If the above script doesn’t work, you can figure out the necessary changes by playing around with the opcode library:
opcode.opmapcontains a name->index mapping of all opcodes.- Opcodes with an index of at least
opcode.HAVE_ARGUMENThave an argument. - The
opcode.has{property}attributes correspond toHAS_{PROPERTY}flags in pytype’s opcodes module.
The documentation for the dis
library is a good reference for bytecode changes. dis is also handy for
disassembling a piece of code and comparing the bytecode between two versions.

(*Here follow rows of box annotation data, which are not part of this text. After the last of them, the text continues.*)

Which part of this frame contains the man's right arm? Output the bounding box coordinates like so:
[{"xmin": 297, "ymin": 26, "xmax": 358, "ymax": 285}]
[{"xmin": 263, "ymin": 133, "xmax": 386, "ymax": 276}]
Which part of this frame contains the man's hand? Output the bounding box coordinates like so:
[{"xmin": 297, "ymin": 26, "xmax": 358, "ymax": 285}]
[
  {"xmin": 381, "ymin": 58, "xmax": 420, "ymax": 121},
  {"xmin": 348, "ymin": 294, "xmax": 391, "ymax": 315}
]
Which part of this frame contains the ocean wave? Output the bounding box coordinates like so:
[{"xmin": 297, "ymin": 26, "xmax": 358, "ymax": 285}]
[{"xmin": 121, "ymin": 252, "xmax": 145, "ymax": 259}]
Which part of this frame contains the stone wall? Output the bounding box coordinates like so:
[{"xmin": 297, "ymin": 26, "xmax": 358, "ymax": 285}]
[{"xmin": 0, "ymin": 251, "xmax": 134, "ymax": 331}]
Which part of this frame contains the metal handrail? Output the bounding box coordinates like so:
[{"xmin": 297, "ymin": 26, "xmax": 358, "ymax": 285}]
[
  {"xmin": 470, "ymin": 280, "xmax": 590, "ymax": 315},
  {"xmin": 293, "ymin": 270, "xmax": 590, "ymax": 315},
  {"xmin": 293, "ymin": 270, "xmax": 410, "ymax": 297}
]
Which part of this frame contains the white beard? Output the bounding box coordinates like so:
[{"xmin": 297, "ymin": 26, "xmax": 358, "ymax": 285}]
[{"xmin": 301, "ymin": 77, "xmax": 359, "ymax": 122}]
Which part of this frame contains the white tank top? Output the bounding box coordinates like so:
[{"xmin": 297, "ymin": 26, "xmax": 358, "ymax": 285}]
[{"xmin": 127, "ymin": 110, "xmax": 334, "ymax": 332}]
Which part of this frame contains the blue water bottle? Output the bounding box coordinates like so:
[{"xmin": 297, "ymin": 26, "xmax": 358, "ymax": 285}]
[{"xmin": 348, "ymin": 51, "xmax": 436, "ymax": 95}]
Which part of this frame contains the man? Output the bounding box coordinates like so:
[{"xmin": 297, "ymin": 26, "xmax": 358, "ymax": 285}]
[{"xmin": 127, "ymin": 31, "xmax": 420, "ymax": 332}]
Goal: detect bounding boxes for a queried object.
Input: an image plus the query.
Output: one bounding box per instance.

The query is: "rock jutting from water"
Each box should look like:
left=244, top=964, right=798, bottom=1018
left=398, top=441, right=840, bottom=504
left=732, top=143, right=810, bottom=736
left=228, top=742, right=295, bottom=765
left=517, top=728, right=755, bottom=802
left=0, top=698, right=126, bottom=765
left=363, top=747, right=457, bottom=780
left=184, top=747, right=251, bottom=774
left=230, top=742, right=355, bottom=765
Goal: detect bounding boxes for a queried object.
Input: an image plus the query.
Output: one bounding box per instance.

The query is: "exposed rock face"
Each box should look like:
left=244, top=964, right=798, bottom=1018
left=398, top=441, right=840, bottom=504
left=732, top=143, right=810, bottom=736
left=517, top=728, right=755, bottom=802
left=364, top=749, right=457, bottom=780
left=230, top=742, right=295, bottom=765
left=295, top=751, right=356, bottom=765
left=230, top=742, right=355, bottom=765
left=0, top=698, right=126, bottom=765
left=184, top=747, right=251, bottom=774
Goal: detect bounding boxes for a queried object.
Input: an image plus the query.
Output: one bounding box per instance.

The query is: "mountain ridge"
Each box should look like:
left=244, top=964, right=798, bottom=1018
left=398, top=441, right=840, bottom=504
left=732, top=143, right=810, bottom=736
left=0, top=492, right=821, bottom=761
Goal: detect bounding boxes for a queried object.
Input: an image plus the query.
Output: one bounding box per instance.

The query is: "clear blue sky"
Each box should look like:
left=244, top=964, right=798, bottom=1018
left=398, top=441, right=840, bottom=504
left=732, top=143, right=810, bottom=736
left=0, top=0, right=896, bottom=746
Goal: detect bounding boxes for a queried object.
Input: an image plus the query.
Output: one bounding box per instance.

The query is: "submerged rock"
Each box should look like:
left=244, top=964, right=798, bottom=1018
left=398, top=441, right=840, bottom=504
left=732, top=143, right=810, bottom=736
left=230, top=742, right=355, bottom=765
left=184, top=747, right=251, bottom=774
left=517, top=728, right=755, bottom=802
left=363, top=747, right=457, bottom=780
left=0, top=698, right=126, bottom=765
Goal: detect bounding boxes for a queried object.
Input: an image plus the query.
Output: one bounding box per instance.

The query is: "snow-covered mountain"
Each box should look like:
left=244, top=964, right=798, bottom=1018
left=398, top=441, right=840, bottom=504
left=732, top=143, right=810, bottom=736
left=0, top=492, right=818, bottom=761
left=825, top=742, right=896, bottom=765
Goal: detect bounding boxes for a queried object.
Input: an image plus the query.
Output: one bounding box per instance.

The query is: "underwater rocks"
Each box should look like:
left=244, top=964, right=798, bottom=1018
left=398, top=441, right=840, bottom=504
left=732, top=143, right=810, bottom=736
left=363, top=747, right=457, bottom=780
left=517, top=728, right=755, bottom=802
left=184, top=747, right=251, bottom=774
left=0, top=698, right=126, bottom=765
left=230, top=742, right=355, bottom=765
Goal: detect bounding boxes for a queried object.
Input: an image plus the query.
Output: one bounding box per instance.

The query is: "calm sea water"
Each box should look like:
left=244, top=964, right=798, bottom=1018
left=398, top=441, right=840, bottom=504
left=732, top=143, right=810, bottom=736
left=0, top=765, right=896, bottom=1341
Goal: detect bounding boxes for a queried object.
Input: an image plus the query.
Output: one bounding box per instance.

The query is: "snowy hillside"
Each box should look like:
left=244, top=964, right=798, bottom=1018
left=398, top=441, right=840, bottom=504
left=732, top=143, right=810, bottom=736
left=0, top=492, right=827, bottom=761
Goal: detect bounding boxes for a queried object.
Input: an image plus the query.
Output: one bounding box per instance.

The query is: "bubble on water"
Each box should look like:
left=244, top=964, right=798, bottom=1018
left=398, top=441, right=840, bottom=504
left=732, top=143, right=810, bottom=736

For example, to disassemble a function foo.f:
import dis
import foo
dis.dis(foo.f) # pretty-prints the bytecode to stdout
Finally, if all else fails, you can consult the CPython source code.
magic numbers
Magic numbers for the new version should be copied from the CPython source code to pycnite/magic.py.
stubs
We maintain custom pytd stubs for some modules in pytype/stubs/{builtins,stdlib}. Compare them to the typeshed versions and make sure all types for the new Python version are present in our stubs.
regression tests
For the open-source project, navigate to the root of your cloned pytype repository and run using the new Python version:
python build_scripts/run_tests.py
The new version should also be added to the
CI test matrix.
Even if the tests do not pass yet, it is helpful to see the failures. You can
can configure them to not fail the workflow by marking the check as experimental
and using || exit 0 to always report a success.
GitHub release
Update the classifiers and install_requires fields in
setup.cfg to include
the new version.
new features
Changes may be needed to pytype to support new features that affect typing. For 3.7, such features included postponed evaluation of type annotations, dataclasses, and typing.OrderedDict. New features can be found on the “What’s New in Python 3.x” page and by searching for “New in version 3.x” in the typing module documentation.